父方の祖父は、大のアップルパイ好き。
祖父の住む千葉県に帰省する際、母は必ずデパ地下のあるケーキ屋さんに立ち寄った。
「おじいさん、ここのアップルパイが好きなのよ。」
私は子供ながらに、「いつも同じで飽きないの?」と思っていたが、品切れていて食べられなかった時の祖父の顔が本当に気の毒そうだったことを、今でも覚えている。
祖父が亡くなって、早いもので十数年が経った頃、ふと「祖父の命日にアップルパイでも作ってみようかな!」と閃いた。それから年の瀬には、手作りのアップルパイを焼いて、実家に帰っている。
そんな私だが、沖縄でタームパイを食べた時、「パイ好きなおじいさんに、私が大好きな沖縄の味タームパイも食べさせてあげたい。」と思い、昨年初めてタームパイを焼いてみることにした。

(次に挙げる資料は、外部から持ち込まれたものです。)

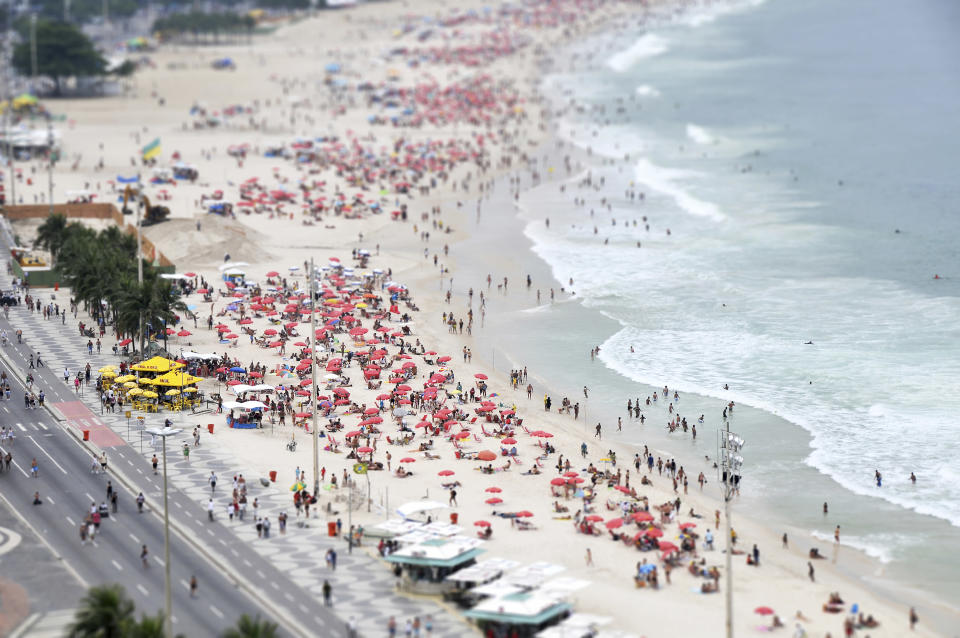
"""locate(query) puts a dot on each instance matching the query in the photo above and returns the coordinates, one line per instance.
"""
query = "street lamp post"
(314, 392)
(163, 433)
(50, 159)
(729, 446)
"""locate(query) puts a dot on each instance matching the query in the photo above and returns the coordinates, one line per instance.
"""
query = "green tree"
(140, 307)
(248, 627)
(105, 612)
(63, 51)
(52, 234)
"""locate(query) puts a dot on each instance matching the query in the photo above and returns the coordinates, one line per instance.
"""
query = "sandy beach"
(471, 131)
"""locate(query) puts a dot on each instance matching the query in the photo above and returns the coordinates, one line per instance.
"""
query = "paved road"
(67, 488)
(67, 480)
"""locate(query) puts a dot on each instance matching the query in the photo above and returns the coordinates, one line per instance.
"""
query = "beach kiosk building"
(521, 614)
(425, 565)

タームパイに使用する沖縄の田芋(ターンム)は、水田で栽培される里芋の一種で、きれいな薄紫色したお芋だ。

冬至(トゥンジー)の日は「トゥンジージューシー」として家族の健康を願い、旧盆や正月などでも振る舞われるご馳走で、お祝いの料理には欠かせない食材だそう。

茹でた田芋に水と砂糖を加えて、焦げないように焦げないようにー。
里芋とは異なる、田芋ならではの独特な風味と香り。とろ火でくるくると混ぜつづけ、田芋あんの出来上がり。

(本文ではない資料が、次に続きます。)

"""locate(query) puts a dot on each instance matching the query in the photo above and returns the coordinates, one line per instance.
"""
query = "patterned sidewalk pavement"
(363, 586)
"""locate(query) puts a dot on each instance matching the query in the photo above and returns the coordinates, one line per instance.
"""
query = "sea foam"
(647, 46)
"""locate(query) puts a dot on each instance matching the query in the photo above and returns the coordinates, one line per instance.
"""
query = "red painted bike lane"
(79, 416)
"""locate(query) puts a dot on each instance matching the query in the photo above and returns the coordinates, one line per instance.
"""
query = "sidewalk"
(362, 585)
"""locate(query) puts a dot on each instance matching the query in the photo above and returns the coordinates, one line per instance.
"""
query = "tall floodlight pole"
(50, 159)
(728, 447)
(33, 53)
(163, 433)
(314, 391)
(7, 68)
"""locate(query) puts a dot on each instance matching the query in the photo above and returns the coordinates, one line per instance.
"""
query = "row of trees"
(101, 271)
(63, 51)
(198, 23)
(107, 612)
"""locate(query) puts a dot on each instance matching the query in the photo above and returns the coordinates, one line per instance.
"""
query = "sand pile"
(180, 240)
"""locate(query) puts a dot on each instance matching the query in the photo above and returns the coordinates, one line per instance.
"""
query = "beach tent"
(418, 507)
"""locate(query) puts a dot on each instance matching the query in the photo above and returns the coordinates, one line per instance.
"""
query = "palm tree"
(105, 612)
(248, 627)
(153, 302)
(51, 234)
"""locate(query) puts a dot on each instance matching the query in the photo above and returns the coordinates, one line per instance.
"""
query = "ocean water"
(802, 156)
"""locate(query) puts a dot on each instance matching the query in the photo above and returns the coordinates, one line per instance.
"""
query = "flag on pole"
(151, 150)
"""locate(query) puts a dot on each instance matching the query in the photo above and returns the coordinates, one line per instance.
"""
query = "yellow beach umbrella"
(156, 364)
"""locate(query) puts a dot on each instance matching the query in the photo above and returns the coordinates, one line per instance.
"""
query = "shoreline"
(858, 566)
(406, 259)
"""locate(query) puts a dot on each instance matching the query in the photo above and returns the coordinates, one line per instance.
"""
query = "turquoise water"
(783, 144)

沖縄で食べたタームパイは掌サイズだったけど、我が家は祖父を囲んでホールサイズで。ねっとり甘いサクサクしたタームパイをいただきしながら、今年もタイムトラベルをする――。

「みーちゃんは、やっぱり横顔が綺麗だねぇ。」といつも褒めてくれた、祖父のくしゃくしゃな笑顔も。祖父が亡くなった日の父の顔も。
嬉しいことも、悲しいことも、きっと一生忘れないだろうけど――。
年に一度、思い出を刻む日。玄関先で、手土産のアップルパイに大喜びしていた祖父は、私が焼いたタームパイにも、きっと喜んでくれているに違いない。